We stood gazing up at the third largest pyramid in the world, thirty miles from the center of the third largest city in the world. The Pyramid of the Sun, on the outskirts of Mexico City, is much younger than the two larger pyramids of Giza. It was constructed between 100 B.C. and 100 A.D., but today, the archeologists are not certain who actually built this behemoth of over 44 million cubic feet in volume. The Totonacs claimed credit, but researchers have not been able to verify that.
The Pyramid of the Sun is the largest structure in Teotihuacan (and is often referred to as the Teotihuacan Pyramid). It stands 246 feet high, much shorter than Khufu or Khafre, the two giants of Egypt. But standing at the bottom and looking up, you cannot fail to be impressed.
What makes this such an architecturally significant area is not just the pyramids, but the town that was built around them. Teotihuacan (it’s original name is unknown, but the Mayans gave it that name a century after the demise of the town) was an multi-ethnic town occupied by Otomi, Zapotec, Mixtec, Maya, and Nahua peoples. Archeologists believe the town was divided into sections for the various ethnic groups. It is likely that many languages were spoken in the city.
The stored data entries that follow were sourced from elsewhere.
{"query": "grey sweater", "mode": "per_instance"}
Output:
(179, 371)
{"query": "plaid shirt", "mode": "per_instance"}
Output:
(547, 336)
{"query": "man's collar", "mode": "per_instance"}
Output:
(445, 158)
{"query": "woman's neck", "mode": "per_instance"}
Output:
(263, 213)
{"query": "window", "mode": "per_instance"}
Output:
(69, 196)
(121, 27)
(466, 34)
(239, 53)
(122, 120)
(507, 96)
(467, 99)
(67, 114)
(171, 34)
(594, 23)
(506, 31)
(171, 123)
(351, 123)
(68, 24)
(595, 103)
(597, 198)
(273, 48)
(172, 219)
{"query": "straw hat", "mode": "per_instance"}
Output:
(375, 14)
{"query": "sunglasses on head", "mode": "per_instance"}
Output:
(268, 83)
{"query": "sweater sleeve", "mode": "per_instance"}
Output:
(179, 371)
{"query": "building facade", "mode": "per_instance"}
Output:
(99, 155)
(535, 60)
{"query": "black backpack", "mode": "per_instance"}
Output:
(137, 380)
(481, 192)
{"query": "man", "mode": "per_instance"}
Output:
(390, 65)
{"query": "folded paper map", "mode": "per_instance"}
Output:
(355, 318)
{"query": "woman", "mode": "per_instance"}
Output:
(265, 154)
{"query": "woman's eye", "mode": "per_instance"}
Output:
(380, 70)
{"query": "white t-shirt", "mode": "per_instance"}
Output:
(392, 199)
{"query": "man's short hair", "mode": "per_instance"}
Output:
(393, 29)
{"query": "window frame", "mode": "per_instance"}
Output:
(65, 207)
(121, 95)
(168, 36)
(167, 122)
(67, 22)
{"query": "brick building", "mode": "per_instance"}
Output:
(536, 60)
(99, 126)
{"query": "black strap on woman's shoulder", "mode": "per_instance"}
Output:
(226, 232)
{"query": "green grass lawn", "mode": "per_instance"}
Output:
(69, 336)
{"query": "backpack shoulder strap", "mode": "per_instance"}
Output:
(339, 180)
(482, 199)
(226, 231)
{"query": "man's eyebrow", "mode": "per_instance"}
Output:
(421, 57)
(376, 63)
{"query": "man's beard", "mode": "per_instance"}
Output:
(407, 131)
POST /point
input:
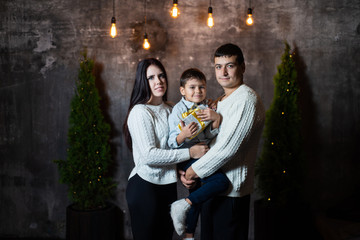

Much of the upper class dwellings were centered around a very wide grassy area known as the Avenue of the Dead which ran from the Pyramid of the Sun to the lesser (but still impressive) Pyramid of the Moon. These dwellings, only now being uncovered, included compounds capable of housing multiple families, as well as multi-story structures probably serving as homes for the priests and governing officials. Among these, literally tens of thousands of murals have been found, many of which are compared to those in Renaissance Florence. In many of the residences, every wall would be decorated with a mural.
At its zenith, Teotihuacan covered twelve square miles and had a population of around 150,000. It contained no military or defensive structures, but its influence extended as far as Honduras and Guatemala.
Most puzzling to archeologists is why, after eight or nine centuries of prosperity, Teotihuacan disappeared. Attack by outside forces does not seem to be the cause. Theories center around two main causes, perhaps working together: a very long and severe drought and the unrest of the poorer inhabitants. But by the seventh or eighth century A.D., Teotihuacan ceased to exist as a occupied, thriving city.
We visited the museum on the site. Hundreds, perhaps thousands, of artifacts were on display. Even today, robots are being used to explore newly discovered passageways in the pyramids, recovering more artifacts and learning more about these ancient structures.
Visitors are allowed to climb to the top of the Pyramid of the Sun, but it is a difficult journey as the steps are quite tall and exceedingly narrow. And as difficult as the ascent is, the decent is much worse. Climbing the Pyramid of the Moon is limited to about half way to the top, where a wide plateau provides ample room for many people to stand and admire the ancient ruins.
I climbed the Pyramid of the Moon, but thought better of attempting the Sun.